Since the beginning of modern times, man has sought to find ways to improve the quality and quantity of the array of flowers and produce in his garden. Countless attempts at fertilizers and gardening tricks have been tried – some more successful than others.
As odd as it may seem, seaweed fertilizer is among the most prized Master Gardener tricks. We’ll take a look at a brief history of how seaweed has been used in the garden as well as characteristics and uses of this most fascinating sea product.
The use of seaweed has been part of the history of seacoast countries for centuries. In England, in the Channel Islands, there is actually a trade called vraicking, where seaweed is harvested and then dried before it is sorted for different uses including fertilizer.
In times past in Ireland, the soil was lifted in rows and then seaweed was placed down before the soil was laid back down. Not practiced so much anymore, this is how potatoes were planted and cultivated. To this day, Ireland cultivates and harvests some 35,000 tons of an estimated 500+ species of seaweed and kelp as a small part of their coastal industries.

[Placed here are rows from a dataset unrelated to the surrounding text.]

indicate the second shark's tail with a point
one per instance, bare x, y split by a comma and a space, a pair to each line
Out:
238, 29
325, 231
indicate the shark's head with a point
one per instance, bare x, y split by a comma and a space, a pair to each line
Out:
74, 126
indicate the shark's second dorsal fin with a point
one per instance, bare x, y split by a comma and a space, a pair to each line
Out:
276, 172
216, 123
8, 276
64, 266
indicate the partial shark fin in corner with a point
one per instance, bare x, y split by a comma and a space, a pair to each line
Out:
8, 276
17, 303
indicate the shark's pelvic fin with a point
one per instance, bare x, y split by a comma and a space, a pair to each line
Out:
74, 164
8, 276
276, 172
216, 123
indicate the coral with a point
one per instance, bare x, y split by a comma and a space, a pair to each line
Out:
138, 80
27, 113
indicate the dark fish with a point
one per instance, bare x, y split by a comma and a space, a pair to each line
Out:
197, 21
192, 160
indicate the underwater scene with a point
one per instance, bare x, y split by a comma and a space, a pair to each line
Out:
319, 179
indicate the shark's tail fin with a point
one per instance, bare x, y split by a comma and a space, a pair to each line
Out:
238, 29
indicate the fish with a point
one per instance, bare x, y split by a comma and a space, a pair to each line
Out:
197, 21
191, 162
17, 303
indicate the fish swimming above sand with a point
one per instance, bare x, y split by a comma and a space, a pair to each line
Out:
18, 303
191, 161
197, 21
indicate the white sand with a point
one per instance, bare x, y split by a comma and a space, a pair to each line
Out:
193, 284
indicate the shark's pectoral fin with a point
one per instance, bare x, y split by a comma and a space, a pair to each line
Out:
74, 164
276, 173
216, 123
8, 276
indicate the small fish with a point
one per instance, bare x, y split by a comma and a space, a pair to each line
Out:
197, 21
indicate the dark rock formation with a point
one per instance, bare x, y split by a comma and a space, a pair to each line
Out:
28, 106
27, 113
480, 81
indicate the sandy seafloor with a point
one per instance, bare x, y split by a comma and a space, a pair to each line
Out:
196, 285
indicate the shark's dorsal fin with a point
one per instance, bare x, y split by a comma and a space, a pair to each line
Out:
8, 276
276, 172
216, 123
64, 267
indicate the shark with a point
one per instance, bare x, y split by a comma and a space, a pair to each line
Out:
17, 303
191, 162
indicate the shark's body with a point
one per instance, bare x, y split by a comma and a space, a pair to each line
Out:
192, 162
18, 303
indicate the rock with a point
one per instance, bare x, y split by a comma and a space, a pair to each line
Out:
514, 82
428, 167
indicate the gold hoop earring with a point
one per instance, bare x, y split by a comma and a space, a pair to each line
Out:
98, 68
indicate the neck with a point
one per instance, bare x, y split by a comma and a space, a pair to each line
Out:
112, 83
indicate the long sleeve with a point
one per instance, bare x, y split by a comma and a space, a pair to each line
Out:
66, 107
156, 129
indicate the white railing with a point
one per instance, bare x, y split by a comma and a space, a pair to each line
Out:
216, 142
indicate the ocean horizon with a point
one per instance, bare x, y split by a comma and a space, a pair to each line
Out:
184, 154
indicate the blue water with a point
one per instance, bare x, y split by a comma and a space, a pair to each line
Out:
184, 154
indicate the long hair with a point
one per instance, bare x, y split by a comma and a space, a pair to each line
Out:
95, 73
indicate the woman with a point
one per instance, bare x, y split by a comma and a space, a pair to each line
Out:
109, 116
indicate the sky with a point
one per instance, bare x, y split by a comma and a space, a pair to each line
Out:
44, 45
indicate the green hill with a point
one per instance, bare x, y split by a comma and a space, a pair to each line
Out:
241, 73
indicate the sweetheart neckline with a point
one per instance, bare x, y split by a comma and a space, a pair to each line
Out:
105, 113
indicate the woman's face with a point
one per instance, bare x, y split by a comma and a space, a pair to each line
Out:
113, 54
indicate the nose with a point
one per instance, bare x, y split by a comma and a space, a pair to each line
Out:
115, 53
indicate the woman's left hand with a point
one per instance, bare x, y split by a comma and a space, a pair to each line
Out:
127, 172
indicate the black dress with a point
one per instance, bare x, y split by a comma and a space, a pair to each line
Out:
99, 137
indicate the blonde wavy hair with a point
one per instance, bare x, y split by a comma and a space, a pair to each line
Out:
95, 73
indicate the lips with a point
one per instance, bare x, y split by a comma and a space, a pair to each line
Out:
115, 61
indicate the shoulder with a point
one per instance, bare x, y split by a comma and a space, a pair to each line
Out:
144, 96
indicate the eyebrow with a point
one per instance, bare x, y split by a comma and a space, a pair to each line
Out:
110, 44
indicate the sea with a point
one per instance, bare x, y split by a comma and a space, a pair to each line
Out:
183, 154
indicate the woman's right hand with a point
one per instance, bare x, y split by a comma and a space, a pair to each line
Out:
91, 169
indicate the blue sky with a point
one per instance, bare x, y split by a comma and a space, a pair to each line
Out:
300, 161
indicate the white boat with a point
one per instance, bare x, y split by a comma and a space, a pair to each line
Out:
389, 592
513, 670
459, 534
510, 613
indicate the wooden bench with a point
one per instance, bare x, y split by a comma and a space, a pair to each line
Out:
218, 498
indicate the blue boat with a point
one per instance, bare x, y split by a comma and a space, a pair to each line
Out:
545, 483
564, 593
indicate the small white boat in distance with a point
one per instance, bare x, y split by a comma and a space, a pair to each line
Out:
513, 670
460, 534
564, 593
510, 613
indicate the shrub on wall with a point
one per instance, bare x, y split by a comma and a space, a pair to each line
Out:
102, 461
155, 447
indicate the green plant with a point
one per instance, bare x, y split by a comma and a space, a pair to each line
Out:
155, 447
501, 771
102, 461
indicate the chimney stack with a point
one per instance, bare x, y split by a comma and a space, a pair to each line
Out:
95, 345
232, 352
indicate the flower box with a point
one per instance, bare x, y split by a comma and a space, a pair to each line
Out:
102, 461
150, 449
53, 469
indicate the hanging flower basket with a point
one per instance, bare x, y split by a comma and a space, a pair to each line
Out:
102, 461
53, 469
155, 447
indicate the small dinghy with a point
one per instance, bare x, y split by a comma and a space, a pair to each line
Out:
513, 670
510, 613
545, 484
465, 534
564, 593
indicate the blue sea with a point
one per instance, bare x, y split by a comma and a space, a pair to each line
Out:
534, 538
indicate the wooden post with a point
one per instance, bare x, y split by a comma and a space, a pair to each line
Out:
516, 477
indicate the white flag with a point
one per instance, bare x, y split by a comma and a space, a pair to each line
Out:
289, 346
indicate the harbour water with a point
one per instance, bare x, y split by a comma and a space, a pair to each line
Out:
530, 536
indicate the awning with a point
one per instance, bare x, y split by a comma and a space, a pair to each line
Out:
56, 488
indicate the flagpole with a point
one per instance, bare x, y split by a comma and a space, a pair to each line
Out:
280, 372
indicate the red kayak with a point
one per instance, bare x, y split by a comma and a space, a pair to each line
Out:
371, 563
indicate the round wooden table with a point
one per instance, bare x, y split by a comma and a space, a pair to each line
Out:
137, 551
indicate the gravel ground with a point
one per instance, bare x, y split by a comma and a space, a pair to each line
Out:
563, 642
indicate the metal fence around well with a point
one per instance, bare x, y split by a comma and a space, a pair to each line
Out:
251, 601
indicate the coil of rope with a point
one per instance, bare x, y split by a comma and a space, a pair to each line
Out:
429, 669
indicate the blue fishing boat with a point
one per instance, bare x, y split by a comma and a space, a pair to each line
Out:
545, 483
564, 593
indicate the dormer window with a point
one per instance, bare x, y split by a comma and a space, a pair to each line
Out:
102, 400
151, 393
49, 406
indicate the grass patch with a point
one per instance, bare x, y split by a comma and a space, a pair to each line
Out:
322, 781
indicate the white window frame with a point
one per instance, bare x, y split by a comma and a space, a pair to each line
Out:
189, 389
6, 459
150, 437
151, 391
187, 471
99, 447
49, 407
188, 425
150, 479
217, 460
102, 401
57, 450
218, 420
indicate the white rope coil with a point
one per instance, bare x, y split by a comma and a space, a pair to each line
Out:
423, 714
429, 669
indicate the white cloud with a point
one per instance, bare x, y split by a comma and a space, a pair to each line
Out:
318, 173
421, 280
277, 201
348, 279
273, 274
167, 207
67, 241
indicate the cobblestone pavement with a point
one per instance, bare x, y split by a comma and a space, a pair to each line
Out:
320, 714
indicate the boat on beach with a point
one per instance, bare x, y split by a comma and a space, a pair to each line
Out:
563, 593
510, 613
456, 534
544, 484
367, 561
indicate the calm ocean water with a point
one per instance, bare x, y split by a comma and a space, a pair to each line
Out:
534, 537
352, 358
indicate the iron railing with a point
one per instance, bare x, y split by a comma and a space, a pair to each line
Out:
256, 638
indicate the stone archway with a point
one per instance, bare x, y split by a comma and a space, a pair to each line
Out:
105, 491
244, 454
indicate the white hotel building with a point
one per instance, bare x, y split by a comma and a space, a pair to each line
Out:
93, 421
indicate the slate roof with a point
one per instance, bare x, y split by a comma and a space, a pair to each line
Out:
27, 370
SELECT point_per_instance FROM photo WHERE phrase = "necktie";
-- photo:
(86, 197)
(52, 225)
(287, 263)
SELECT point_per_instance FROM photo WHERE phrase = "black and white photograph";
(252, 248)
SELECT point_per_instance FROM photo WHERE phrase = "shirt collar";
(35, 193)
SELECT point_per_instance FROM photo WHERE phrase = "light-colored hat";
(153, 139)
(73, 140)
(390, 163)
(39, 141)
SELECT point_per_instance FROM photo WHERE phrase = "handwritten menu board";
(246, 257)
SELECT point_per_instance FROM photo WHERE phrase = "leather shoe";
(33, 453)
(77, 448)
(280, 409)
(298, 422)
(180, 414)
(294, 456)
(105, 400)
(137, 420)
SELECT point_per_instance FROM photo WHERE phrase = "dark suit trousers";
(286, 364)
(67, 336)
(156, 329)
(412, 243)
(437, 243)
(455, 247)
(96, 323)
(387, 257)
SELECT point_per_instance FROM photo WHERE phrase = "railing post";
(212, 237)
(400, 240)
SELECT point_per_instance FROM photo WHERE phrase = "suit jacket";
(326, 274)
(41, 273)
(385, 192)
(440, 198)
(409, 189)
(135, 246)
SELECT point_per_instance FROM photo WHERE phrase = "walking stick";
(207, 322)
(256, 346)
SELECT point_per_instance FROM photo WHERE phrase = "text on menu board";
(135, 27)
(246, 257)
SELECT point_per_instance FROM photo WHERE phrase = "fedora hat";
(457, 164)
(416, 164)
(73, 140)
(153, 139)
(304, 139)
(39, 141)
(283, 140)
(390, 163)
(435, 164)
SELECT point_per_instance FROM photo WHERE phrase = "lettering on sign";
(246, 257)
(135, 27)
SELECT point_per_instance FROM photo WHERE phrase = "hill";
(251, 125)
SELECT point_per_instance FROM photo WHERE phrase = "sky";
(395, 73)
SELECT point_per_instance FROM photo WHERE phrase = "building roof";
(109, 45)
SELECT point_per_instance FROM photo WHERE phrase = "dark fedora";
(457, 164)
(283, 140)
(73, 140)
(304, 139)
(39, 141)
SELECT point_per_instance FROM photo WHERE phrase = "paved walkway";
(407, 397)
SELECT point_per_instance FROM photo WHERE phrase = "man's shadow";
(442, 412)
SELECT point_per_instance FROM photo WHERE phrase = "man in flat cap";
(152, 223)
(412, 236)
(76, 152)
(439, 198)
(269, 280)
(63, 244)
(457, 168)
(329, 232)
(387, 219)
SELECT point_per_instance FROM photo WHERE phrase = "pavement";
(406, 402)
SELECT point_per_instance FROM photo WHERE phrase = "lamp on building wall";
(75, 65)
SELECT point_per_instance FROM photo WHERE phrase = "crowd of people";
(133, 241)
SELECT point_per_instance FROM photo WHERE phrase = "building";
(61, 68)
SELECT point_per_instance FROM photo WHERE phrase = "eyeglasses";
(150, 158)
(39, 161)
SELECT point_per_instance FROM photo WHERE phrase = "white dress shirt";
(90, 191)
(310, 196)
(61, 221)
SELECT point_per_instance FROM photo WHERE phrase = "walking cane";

Why seaweed is such an amazing additive to gardens, then and now, is due to the fact that the world’s oceans contain every element known to mankind. Naturally sea plants will avail themselves of this, which makes them an ideal amendment for the garden.
It’s the popular choice for conscientious gardeners who want an all-natural plant based product to add to their soil in junction with other natural sources of fertilizer. It doesn’t have the negative “news” of big industry name brand chemical synthesized fertilizers with all the questionable by-products and pollution that come with processing and manufacturing.
It’s interesting to note how seaweed fertilizer is used. It can be directly added to your soil as mulch to your garden around and between the plants, although it breaks down very rapidly.
It can be added to your compost bin too, to add great richness and friability to the overall humus. It can also be made into to a “tea” either from the liquid extracts or the powder forms available. This is then misted onto the leaves as a foliar feed.
Seaweed has had a long and productive history in gardens worldwide. You may be fortunate enough to find it near your home if you live near the sea. But for the rest of you, who may not have this convenience, visit your local nursery or garden supply and ask for kelp meal or another product based on seaweed. And while you’re there, ask them to give you some tips on how to add it to your garden to give it new life.